Are you looking for a creative way to show young ones how plants grow, how bees pollinate flowers, how flowers are the starting point for vegetables to grow and that patience pays off? Growing Loofah is a great way to show how preparation, timing and setting schedules produces results. As budding gardeners, children build their confidence in trying something new. Growing loofah plants is an enjoyable and educational gardening and crafting project for any gardener looking to add hanging vines to their garden decor. After the first season of loofah growth, they will have plenty of seeds to share with friends and others.
What is Loofah?
Many people use loofah as a washing sponge or dishcloth and are surprised to learn that loofah (Luffa aegyptiaca and Luffa acutangular), does not come from the ocean but grows on a vine. Loofah, also spelled luffa, is a vegetable of the cucumber family. Loofah is an easy vegetable to grow and can be eaten in the young immature stage when it is about two to three inches long. The texture resembles that of a cross between okra and zucchini. It is wonderful in soups as it does act like a sponge in sopping up the liquid in your recipe. When grown to maturity, loofah has a very fibrous skeleton that when dried makes a wonderful bath scrub to lather your soap and exfoliate your skin.
Growing Luffa from Seed
Loofah grows best in southern tropical climates due to the long growing season. Loofah grows best in USA zones 6 or warmer. In zone 5 and lower, seeds must be started indoors to ensure sufficient growing time. If you start them in a pot, transplant outdoors after the last frost. This gourd can be a bit finicky about being moved and may not recover from transplant shock. Loofah takes up to 150 days to reach maturity after pollination. Depending on where you live, this may be the limiting factor of how successful you are with growing loofah.
Because loofah grows on a vine that can reach 25 feet in length, it will need space like a fence or trellis for support. Look around your property for somewhere to plant your seeds. Loofah plants love full sun and grows best in temperatures around 85 to 90 degrees. Loofah likes well-draining soil so an all-purpose plant mixture will do. Mulching helps to retain the soils moisture but be careful not to put mulch around the base of the plant as this can cause root rot. To get your seeds to sprout make a small cut in the side of the seed to allow moisture in as the protective coat on the luffa seed will slow the sprouting process.
You can plant 2-3 seeds in a mound and space your seed groupings apart by about 2 feet. Cover your seed groupings with 1 inch of soil. I grow my loofah on a trellis that overhangs my vegetable garden. By planting seeds at both ends of the trellis you provide shade for your herbs, spices, and delicate vegetables. Only water to keep the plant moist but not saturated. Well drained soil will help the roots grow and your vine to flourish.
1. Choose an area in your yard that has full sun.
2. Plant along a fence, trellis, or something to support the vine.
3. Cut into the edge of the seed to allow moisture in.

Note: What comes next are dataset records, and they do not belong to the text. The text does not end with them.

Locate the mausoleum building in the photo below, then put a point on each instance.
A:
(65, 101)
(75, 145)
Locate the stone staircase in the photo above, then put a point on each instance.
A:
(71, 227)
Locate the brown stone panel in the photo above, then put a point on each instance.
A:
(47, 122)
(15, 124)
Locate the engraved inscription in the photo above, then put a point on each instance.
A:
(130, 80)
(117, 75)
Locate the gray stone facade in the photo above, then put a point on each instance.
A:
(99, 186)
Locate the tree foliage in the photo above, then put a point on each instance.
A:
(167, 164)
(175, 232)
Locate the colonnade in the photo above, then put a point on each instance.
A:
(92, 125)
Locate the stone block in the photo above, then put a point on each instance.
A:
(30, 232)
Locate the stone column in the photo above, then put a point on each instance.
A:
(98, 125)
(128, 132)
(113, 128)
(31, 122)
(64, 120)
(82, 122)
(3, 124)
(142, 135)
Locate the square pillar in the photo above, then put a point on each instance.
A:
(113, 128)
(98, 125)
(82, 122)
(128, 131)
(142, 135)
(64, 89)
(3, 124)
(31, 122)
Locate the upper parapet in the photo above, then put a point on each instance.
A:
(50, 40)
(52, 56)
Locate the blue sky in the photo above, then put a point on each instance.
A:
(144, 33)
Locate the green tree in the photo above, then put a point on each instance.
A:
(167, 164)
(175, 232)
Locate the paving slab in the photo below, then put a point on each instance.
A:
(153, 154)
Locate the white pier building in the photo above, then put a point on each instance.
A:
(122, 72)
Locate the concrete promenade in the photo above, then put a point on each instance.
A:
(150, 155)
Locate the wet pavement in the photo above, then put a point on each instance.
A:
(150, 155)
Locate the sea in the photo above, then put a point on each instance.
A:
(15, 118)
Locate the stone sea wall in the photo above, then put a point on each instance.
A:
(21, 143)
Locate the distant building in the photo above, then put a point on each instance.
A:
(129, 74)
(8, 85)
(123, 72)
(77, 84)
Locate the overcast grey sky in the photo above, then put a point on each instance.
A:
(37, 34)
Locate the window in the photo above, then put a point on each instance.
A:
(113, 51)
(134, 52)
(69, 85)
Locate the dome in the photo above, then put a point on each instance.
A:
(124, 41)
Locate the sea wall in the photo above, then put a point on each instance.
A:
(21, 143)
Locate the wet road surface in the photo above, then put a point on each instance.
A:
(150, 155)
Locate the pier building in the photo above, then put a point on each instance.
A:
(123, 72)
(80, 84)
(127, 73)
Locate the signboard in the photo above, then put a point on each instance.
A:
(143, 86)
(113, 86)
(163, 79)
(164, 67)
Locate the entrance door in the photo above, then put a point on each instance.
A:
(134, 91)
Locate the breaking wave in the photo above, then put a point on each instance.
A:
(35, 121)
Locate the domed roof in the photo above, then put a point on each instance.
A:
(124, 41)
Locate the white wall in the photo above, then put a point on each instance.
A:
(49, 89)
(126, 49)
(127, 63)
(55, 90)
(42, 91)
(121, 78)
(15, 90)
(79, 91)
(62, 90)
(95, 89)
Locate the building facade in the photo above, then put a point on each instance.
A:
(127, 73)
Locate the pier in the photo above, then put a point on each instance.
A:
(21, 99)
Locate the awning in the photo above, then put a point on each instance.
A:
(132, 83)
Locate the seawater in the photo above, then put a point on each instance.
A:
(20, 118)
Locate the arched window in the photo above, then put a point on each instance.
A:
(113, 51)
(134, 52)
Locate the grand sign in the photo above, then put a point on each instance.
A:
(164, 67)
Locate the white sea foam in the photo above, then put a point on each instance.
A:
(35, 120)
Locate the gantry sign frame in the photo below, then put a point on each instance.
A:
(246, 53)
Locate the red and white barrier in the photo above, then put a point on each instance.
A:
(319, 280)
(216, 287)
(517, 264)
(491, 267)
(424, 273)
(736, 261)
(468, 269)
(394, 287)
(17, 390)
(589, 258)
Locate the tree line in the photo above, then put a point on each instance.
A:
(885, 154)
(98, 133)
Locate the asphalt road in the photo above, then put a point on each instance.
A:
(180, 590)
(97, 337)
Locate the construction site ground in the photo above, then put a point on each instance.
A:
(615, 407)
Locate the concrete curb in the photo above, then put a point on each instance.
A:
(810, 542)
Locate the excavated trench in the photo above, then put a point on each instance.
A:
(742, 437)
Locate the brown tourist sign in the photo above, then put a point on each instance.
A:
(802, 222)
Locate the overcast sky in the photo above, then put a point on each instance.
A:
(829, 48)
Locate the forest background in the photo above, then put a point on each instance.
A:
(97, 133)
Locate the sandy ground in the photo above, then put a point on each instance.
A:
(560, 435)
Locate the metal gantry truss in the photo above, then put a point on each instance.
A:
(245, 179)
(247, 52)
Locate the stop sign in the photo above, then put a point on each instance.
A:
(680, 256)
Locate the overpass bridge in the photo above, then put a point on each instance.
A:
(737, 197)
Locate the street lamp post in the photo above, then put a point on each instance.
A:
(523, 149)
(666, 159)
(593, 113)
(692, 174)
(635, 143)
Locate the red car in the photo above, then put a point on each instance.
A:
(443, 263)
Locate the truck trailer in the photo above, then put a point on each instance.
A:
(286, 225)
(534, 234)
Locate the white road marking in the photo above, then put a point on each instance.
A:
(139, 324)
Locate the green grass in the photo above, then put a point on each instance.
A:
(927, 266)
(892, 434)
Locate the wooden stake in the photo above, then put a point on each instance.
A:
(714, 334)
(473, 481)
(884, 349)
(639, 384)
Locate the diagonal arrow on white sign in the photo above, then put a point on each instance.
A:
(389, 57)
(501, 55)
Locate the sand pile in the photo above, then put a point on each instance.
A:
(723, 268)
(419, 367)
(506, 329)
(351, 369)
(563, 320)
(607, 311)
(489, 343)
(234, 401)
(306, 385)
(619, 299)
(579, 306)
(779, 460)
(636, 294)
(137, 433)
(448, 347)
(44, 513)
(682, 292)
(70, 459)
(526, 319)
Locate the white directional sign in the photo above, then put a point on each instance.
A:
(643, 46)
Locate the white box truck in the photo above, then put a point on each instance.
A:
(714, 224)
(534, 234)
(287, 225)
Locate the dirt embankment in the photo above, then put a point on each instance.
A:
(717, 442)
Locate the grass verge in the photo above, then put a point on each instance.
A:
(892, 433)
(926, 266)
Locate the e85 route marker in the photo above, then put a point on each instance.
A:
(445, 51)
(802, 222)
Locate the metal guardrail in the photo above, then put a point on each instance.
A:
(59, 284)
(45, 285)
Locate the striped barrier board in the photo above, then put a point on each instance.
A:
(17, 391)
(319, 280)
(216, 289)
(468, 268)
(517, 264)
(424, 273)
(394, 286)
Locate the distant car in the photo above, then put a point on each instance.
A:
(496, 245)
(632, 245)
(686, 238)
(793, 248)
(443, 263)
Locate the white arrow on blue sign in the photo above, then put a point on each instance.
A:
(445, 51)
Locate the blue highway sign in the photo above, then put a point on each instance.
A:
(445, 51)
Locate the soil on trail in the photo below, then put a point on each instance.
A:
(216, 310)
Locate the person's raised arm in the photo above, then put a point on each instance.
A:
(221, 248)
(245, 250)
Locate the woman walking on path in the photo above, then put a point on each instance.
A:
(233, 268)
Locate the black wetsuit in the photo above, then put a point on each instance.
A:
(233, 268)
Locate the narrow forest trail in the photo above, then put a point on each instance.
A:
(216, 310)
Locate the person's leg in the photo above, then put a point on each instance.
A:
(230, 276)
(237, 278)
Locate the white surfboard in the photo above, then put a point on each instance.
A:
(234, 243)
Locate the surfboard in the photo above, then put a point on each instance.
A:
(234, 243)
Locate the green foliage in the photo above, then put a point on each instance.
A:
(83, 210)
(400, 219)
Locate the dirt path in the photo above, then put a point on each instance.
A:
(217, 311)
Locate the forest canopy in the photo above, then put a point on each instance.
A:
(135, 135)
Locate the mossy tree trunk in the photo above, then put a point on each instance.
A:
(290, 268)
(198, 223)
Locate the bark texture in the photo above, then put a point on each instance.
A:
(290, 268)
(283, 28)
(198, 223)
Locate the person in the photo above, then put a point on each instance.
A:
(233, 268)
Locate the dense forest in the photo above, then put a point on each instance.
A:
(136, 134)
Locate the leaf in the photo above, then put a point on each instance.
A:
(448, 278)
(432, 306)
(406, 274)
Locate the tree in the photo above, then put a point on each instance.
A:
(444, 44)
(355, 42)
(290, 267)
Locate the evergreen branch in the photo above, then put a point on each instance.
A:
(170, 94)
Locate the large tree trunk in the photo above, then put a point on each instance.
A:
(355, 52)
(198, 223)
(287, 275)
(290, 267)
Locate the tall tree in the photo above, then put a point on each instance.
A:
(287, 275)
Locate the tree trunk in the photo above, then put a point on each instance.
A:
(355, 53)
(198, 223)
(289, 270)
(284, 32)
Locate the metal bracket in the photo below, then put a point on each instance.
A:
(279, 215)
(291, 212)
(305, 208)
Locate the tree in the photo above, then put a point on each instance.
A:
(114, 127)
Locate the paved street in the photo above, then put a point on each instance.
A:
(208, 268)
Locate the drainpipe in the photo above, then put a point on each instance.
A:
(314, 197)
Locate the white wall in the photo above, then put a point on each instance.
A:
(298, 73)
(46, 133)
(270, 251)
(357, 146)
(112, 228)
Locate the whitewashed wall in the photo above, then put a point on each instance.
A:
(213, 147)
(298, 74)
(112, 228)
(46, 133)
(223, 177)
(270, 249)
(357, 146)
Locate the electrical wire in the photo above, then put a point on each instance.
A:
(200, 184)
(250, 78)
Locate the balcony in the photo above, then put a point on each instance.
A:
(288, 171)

4. Plant your seed by covering in 1 inch of soil.
5. Water well
Once your plants start to sprout, watch for both the male and female yellow flowers that act to draw the bees, ants and insects to visit. This step is important for pollination of the female flower. In a short time, you will see small cucumber-like vegetable growing out of the female flowers on your vines. Both flowers are important. Male loofah flowers are on long stems, waving in the open air to invite bees to visit. The male flower will only last a few days and then pops off the vine. The female flower stays close to the stem and is a potent attractor for bees as it is full of pollen.
Loofah takes from 100 to 150 days to reach maturity. You will notice a change in weight of the loofah as the inside begins to dry out while on the vine. Another signal that the loofah has reached maturity is when the outside skin turns yellows and then brown. Depending on the climate zone you reside will determine whether your fruit matures on the vine or you finish drying by hanging indoors.
When the skin of your loofah turns yellow with brown spots you can cut it from the vine. Leave this loofah out in the sun for a day which will soften the skin making it easy to peel the skin off. What is left is the inside loofah skeleton that may still have some extra plant material in it. Fill a bucket with water and rinse your loofah to remove this extra stuff. Collect the whole seeds that are rinsed from the gourd and set aside to dry. You can leave your loofah on a clean table-top or hang it on the clothesline and allow the sun to naturally bleach your loofah. When it fully dries you can shake the remainder seeds out and share with friends and family. Children have creative minds and will find many different uses for their loofah like a new form for sponge painting, using it as a scrub in the tub, a back scratcher and more.